Moth’s idea was different, though. He knocked on my door that evening with a picnic.

“They have music and fireworks at the lake tonight,” he said. “My understanding is that Americans celebrate freedom with the latter.”

The fireworks were to mark the end of some kind of festival, not my marriage, but they were still a lovely idea.

We couldn’t hold hands because we had to carry the picnic basket between us, each taking a handle.

Whatever he’d packed was too heavy for one person, at least for one of the persons currently on offer.

“Do fireworks not celebrate freedom in England?”

“We tend to be the colonizer, I’m afraid, so we’ve rather fewer independence days to observe.”

“What about Guy Fawkes? Isn’t that fireworks?”

“Yes, but it’s not about freedom so much as vanquishing the bad guy and surviving nearly getting blown to bits.”

This was not inappropriate for a divorce celebration either, but I didn’t say so.

“We must make one stop along the way,” he said.

“Sure. Where?”

But he had already come to a halt.

I’d been at Vista View only a week, but I could tell already that the food was terrible, the decor institutional, the rules childish, the building sprawling, the apartments small, and the lectures focused on dirt.

Alice had chosen it anyway for one reason, however, and she was right about this part.

It was near things. It was near her. But it was also near the ice cream shop.

It was near the park. It was near a shopping center and a grocery store and a pharmacy.

It wasn’t even that far to my doctor’s office.

And better than all of those, even the ice cream, it was near a bookstore.

Moth set his half of the picnic basket down before its front windows, so I did the same.

“I thought we could buy each other a book.” He opened his hands, like at the end of a magic trick. Which maybe this was.

Dinner would wait. Dark would not. We had only an hour or so until the fireworks started, which wasn’t nearly enough time to make such a momentous decision.

Which book? What genre, even? Poetry?
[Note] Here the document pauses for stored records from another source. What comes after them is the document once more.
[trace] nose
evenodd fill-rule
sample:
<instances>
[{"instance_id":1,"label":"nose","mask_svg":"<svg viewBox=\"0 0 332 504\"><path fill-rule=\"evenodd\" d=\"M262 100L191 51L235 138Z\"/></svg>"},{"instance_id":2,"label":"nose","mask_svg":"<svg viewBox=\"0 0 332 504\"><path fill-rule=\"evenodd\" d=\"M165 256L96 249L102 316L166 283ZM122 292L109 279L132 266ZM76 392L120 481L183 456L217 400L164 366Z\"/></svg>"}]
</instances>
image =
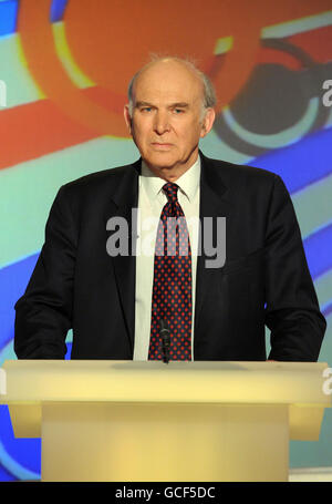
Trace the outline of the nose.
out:
<instances>
[{"instance_id":1,"label":"nose","mask_svg":"<svg viewBox=\"0 0 332 504\"><path fill-rule=\"evenodd\" d=\"M155 115L154 130L158 135L167 133L170 128L167 112L158 111Z\"/></svg>"}]
</instances>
A novel?

Something scientific for the chemistry teacher in him?

A cookbook, the better to avoid the dining room?

A Collected Works of Shakespeare, which contained everything there was between its pages?

But we wouldn’t be able to carry it, not with the basket in tow.

So I had to pick a single play, a near-impossible task.

In the end, I went for: funny, romantic, and contains outdoor dining.

We met back out on the sidewalk to exchange our selections.

“As You Like It,” he exclaimed when he had his open—they’d gift wrapped it for me in the store. “I like it! ‘We are such stuff as dreams are made on.’”

“That’s The Tempest,” I regretted to tell him.

“ ‘Reason and love keep little company together nowadays’?”

“Midsummer Night’s Dream.”

“ ‘All the world’s a stage’?”

“That’s the one.”

“I knew it!”

He handed me mine.

“Anna Karenina?” It was a lovely edition, a matte black hardcover with light blue lettering and an accordion fan on the front.

“She also leaves her boorish husband,” he explained, “and finds love with a much younger man.” He wiggled overgrown eyebrows.

“You’re seventy-eight,” I said.

“How old is Roger?”

“Seventy-nine.”

“It’s like my biography.”

“She throws herself under a train at the end.”

“We all end up under a train at the end,” he said sagely.

It was a wonderful present. And a wonderful evening.

But still we went no further than even the most priggish Texan Sunday school teacher would happily sanction.